もちろん燃料を入れる容器である以上、安全性にも細かな配慮がなされています。それが基準改正(UN-R34)と呼ばれるものであり、事故発生時の安全性を高めるため2018年9月1日以降の新型車には、新基準の燃料タンクを装着しなければならないというルールが存在し、その概要は以下の通りです。
【燃料漏れ防止基準(UN-R34)】
【改正概要】
・現行タンクの基準のほか、タンク及びタンクに取り付けられている装置を装備した際の加圧試験を追加。
・金属製のタンクにも腐食性にかかる試験を追加。
・注入キャップの基準の追加(従来の「空気が抜ける構造」から「密閉式」に)。
・自動車転覆時燃料漏れ試験。
【適用範囲】
・液体を燃料とする自動車。
【適用時期】
新型車:認可年月日が2018年9月1日以降の新型車。
この改正前のトラックの軽油燃料タンクは、トラックの追突事故や横転事故の際に燃料が漏れやすい構造となっていたことで、人命が失われるような痛ましい事故に繋がることがありました。そこで、安全対策のために基準改正(UN-R34)が行われ、事故発生時にもタンクから燃料が漏れにくい構造に変更されたのです。
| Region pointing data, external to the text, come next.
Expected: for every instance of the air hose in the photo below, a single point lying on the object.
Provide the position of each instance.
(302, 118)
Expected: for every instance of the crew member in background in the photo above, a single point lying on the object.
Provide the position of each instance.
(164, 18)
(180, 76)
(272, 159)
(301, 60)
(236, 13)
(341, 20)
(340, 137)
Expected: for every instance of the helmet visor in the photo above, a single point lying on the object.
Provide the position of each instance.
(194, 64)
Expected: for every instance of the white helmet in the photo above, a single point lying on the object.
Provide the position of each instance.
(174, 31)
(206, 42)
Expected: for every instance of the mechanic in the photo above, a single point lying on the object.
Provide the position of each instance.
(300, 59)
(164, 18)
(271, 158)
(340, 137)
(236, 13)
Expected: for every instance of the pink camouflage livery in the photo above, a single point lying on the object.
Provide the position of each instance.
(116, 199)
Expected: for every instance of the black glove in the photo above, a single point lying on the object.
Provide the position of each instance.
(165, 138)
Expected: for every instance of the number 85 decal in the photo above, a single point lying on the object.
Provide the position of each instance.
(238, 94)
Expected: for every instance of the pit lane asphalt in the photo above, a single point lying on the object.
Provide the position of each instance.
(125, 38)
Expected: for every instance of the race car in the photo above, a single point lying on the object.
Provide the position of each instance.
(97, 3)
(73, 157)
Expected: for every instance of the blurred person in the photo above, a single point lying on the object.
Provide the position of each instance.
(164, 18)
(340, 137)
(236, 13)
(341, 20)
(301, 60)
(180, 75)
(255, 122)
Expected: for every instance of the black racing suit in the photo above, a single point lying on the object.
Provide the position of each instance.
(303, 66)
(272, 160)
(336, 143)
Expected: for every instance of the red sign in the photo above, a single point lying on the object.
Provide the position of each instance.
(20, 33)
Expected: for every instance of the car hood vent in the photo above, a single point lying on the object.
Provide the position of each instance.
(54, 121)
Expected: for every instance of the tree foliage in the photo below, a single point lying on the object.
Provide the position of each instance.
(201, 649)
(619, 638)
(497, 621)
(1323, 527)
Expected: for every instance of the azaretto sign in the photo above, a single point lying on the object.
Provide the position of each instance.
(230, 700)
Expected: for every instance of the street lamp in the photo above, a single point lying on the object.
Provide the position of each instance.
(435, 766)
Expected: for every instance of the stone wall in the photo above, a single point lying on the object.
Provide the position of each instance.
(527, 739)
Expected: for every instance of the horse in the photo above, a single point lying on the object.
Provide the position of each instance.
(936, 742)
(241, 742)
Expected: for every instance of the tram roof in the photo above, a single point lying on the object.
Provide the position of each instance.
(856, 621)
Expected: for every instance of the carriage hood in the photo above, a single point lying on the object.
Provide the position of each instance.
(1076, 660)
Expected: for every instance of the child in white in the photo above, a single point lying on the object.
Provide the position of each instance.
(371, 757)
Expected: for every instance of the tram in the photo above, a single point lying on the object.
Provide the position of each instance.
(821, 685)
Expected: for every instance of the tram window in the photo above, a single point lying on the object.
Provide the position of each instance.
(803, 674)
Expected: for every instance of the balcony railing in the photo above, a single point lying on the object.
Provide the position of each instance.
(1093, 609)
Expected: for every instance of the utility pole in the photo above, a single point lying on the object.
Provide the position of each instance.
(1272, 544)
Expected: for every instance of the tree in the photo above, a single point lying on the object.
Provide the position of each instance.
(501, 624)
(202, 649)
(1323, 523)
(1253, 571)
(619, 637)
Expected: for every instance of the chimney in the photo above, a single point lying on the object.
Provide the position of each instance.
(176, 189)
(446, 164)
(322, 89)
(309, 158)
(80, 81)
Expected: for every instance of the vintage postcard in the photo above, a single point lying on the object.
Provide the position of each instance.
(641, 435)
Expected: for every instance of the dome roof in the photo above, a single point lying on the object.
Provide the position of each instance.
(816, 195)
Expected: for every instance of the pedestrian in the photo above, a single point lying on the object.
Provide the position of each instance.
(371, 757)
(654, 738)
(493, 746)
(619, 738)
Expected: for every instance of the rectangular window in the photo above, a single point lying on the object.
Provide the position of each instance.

こうした事故時の燃料漏れの原因は、燃料タンクとキャップに隙間があり、その隙間からタンク内で不足した空気を供給する仕組みになっていたからです。そのため燃料タンクの構造を抜本的に見直す必要があるとされ、車両火災防止協定規則(燃料漏れ防止基準 UN-R34)が施行されたというわけです。つまり、基準改正の対象車両には、改正前の燃料タンクやキャップの取り付けができないのです。
見えているけれど、その正体がよくわからなかった燃料タンク。まさに工夫と安全性能を持った巨大パーツと言えます。